The Joker and the Thie… eh Bat

Wanneer de Joker zich vrijwillig laat arresteren door zijn aartsvijand, dan weet je dat er meer aan de hand is dan je op het eerste zicht zou denken. De clown weet slechts enkele minuten na zijn aankomst in Arkham Asylum reeds uit te breken met behulp van zijn trouwe sidekick Harley Quinn en gebruikt zijn pas verworven vrijheid om het gekkenhuis op stelten te zetten. Zijn doel? Een feestje bouwen waarop elke zichzelf respecterende superslechterik uitgenodigd is. De eregast? Batman uiteraard. Oh, en als er iets niet volgens plan gaat, dreigt de misdaadprins ermee om de halve stad te vergiftigen met het Titan-gif dat al een tijdje achter gesloten deuren ontwikkeld wordt in Arkham. Nog voor je de zin “dit wordt een lange nacht” uitgesproken hebt, zit je reeds tot over je nek begraven in de problemen.
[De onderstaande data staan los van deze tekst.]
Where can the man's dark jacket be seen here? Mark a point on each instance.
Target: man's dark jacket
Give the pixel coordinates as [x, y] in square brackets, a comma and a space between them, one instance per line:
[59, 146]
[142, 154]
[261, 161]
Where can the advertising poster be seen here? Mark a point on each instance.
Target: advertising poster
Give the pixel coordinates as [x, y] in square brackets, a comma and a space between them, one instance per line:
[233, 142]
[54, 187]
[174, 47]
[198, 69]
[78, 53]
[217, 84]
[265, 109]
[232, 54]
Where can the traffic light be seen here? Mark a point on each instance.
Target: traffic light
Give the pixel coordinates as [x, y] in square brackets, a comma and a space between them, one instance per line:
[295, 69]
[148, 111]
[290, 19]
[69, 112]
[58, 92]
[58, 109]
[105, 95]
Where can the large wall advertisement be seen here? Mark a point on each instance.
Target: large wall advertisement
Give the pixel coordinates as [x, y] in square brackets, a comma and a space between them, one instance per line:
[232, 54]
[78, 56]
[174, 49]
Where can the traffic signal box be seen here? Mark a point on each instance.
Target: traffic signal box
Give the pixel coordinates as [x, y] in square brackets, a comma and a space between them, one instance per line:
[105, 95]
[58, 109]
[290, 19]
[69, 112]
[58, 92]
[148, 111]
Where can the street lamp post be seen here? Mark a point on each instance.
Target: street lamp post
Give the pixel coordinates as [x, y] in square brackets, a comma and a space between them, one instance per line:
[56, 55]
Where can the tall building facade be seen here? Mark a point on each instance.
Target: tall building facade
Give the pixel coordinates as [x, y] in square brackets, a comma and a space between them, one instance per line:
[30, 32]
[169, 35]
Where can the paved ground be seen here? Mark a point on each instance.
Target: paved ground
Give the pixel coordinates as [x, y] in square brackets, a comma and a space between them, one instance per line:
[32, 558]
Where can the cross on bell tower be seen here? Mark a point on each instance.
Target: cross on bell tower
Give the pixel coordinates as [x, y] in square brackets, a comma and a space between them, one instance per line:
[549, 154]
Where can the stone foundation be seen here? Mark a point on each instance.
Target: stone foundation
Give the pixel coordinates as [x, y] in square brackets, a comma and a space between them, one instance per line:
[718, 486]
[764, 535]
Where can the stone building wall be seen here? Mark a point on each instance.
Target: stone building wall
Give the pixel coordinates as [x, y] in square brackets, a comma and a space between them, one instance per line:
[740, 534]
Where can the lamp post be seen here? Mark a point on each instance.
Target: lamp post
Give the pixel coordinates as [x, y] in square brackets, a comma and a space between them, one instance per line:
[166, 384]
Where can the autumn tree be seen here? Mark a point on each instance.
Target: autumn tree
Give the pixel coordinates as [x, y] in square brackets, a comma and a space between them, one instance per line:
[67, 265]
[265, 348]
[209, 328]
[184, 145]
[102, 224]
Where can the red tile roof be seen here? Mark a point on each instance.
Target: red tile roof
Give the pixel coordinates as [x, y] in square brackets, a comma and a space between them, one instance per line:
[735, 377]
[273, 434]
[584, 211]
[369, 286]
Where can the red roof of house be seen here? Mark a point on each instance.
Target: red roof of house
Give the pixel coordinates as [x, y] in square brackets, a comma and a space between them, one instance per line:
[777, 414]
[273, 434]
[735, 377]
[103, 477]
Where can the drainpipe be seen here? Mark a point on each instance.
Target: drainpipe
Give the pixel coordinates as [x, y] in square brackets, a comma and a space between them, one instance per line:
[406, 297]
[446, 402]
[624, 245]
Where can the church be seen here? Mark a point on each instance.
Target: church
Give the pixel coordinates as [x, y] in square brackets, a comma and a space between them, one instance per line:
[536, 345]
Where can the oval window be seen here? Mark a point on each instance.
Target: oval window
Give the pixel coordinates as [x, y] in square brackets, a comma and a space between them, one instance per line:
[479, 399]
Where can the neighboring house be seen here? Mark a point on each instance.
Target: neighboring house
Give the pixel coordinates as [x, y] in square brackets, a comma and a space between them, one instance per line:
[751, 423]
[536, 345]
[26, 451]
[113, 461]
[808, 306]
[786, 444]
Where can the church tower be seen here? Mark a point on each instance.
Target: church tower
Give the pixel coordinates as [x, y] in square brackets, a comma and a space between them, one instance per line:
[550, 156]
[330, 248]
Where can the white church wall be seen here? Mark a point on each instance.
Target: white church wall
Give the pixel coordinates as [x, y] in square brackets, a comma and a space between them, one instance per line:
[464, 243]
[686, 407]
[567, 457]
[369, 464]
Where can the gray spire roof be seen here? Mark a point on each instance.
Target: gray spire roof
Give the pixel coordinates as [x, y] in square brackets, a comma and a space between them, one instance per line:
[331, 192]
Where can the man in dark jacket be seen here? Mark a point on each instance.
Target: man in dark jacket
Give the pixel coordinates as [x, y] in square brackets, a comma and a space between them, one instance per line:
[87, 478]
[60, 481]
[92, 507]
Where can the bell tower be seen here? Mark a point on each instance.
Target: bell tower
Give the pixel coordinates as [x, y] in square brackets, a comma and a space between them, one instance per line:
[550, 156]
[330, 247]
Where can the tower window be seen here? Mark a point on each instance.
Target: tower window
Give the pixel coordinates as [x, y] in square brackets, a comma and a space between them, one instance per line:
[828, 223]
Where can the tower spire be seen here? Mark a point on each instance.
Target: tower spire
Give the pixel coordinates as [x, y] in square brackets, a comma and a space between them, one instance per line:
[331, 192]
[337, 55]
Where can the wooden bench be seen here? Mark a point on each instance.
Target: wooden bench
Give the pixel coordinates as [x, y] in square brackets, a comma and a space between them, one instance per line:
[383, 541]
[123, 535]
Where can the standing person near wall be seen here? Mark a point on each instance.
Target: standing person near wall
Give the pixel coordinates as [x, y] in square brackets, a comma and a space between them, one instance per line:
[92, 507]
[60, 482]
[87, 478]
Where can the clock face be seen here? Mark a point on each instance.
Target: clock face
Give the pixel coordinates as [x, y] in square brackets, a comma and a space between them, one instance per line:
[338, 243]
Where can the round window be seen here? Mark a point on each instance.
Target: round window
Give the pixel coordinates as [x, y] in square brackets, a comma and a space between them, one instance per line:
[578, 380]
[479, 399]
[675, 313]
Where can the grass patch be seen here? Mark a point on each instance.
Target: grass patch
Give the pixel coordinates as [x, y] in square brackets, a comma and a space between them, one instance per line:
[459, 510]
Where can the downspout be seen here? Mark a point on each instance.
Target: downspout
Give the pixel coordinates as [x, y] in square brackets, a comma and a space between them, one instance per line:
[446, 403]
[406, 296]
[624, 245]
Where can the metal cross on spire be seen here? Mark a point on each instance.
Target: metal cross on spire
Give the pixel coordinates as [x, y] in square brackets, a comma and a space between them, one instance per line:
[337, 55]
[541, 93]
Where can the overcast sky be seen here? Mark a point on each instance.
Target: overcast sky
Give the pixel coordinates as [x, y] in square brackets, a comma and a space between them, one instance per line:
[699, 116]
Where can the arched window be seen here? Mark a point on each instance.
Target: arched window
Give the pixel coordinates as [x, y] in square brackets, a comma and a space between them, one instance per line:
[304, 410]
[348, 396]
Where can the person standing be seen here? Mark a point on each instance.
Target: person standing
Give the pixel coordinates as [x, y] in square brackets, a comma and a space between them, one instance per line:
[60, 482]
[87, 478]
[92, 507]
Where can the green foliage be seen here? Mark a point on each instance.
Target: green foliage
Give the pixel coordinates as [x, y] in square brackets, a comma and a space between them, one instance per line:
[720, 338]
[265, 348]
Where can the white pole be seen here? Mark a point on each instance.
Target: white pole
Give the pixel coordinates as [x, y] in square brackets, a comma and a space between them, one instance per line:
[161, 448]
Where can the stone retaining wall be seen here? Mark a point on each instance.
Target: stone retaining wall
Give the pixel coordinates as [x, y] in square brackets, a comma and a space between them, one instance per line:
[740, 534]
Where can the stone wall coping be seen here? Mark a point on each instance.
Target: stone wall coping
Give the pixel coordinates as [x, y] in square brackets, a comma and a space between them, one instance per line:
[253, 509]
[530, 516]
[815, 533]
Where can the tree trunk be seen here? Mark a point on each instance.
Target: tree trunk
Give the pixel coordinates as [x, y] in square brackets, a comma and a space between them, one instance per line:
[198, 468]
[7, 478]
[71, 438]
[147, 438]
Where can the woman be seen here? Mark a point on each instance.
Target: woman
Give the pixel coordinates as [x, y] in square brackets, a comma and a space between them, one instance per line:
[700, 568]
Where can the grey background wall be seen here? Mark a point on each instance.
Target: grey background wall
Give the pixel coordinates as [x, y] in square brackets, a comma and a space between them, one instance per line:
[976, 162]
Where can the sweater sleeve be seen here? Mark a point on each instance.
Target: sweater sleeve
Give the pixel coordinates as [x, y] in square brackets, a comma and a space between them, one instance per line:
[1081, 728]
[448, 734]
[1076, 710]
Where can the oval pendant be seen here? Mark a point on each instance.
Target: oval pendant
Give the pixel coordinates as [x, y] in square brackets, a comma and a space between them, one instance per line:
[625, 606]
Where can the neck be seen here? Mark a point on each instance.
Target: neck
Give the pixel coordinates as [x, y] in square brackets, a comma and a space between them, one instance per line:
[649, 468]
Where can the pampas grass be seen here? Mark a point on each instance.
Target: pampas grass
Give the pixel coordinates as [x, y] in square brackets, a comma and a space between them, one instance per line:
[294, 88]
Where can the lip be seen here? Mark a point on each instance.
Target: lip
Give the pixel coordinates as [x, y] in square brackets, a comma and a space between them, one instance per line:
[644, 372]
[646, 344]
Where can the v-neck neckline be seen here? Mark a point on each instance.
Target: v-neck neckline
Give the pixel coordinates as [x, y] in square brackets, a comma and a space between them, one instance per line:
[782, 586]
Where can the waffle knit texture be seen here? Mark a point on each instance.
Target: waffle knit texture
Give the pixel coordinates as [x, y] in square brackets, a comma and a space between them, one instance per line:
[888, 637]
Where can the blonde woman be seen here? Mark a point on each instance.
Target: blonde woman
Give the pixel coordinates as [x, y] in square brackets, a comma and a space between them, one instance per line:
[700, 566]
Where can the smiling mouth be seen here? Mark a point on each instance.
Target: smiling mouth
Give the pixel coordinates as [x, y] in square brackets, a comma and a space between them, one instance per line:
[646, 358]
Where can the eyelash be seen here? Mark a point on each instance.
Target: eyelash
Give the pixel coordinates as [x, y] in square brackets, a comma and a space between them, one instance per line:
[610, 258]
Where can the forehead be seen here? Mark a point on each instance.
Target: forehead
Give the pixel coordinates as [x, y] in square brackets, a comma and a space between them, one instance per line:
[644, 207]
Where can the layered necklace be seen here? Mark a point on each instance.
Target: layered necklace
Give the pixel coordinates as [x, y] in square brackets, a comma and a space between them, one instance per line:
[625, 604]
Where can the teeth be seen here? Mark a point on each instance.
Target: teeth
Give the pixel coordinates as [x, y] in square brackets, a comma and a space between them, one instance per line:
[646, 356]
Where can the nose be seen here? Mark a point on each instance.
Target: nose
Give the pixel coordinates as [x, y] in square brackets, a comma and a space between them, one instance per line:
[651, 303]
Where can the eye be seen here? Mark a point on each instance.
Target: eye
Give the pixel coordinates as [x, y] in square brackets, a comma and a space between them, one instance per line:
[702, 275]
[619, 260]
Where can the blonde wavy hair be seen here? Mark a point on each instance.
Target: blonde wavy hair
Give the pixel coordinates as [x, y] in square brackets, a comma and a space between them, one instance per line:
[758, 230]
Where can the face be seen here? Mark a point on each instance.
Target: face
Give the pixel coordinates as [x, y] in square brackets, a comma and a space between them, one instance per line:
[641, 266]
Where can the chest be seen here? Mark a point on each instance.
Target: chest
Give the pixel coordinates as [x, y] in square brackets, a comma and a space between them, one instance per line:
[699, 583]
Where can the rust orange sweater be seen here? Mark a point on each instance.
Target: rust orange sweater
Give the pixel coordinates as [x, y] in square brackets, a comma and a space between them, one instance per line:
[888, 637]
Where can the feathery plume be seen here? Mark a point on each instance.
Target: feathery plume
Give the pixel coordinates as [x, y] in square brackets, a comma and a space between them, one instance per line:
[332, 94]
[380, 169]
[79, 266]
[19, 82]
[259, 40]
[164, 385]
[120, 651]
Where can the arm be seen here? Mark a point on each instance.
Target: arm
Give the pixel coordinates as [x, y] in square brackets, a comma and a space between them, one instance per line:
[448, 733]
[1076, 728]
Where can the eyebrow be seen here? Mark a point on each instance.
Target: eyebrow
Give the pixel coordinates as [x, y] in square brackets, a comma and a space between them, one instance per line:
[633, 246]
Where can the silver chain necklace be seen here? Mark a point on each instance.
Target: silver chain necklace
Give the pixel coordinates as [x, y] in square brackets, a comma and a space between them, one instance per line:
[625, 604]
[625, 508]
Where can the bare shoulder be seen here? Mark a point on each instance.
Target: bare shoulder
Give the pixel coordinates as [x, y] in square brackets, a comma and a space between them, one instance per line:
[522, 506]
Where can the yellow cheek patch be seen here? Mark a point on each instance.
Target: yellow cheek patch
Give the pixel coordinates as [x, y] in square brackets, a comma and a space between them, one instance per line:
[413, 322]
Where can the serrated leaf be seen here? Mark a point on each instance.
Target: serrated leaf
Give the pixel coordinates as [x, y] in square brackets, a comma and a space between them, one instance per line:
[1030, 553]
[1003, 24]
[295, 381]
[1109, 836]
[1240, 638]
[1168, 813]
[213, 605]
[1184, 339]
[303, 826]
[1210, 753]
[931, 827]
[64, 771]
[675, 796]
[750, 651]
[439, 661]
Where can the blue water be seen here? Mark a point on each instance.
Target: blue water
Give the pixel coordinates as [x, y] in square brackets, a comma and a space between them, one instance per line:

In plaats van Batman los te laten op Gotham, opteerde Rocksteady ervoor om de superheld zijn ding te laten doen in een kleinere omgeving. Dit bleek een uitermate goede zet te zijn, aangezien ze zo veel meer detail in de spelwereld konden stoppen en meer aandacht konden besteden aan het vertellen van een interessant en – naar superheldennormen toch – zelfs plausibel verhaal. Aangezien Arkham dé place-to-be is voor elke gearresteerde superslechterik, kon je als fan van de comics bovendien rekenen op een curtain call om trots op te zijn. Favoriete figuren als Bane, Scarecrow en Killer Croc passeerden de revue, terwijl ook minder bekende snoodaards als Zasz hun opwachting maakten. Aanvaringen met deze slechteriken leverden steevast een memorabele bossfight op, terwijl ook de andere elementen van de verhaallijn als een perfecte en heerlijk sinistere puzzel in elkaar pasten.

Memorabilia

Dit is het punt waarop ik even wil waarschuwen voor aankomende spoilers, want ik wil dit artikel niet afsluiten zonder even kort een aantal hoogtepunten uit de game aan te halen. Wie herinnert zich bijvoorbeeld niet het zenuwslopende – doch misschien iets te lang durende – tochtje door de riolen onder Arkham, waar een moordlustige Killer Croc op elk moment uit het duistere water kon opduiken? Of wat dacht je van Scarecrow, die Bruce Wayne niet alleen de ergste momenten uit zijn jeugd deed herbeleven, maar er ook in slaagde om miljoenen gamers een halve hartaanval te bezorgen wanneer hij de vierde muur doorbrak door een systeemcrash van je PlayStation 3 na te bootsen? En dan heb ik het nog niet gehad over de spannende sidescrolling minigames waarin je met de vogelverschrikker zelf de strijd aanging.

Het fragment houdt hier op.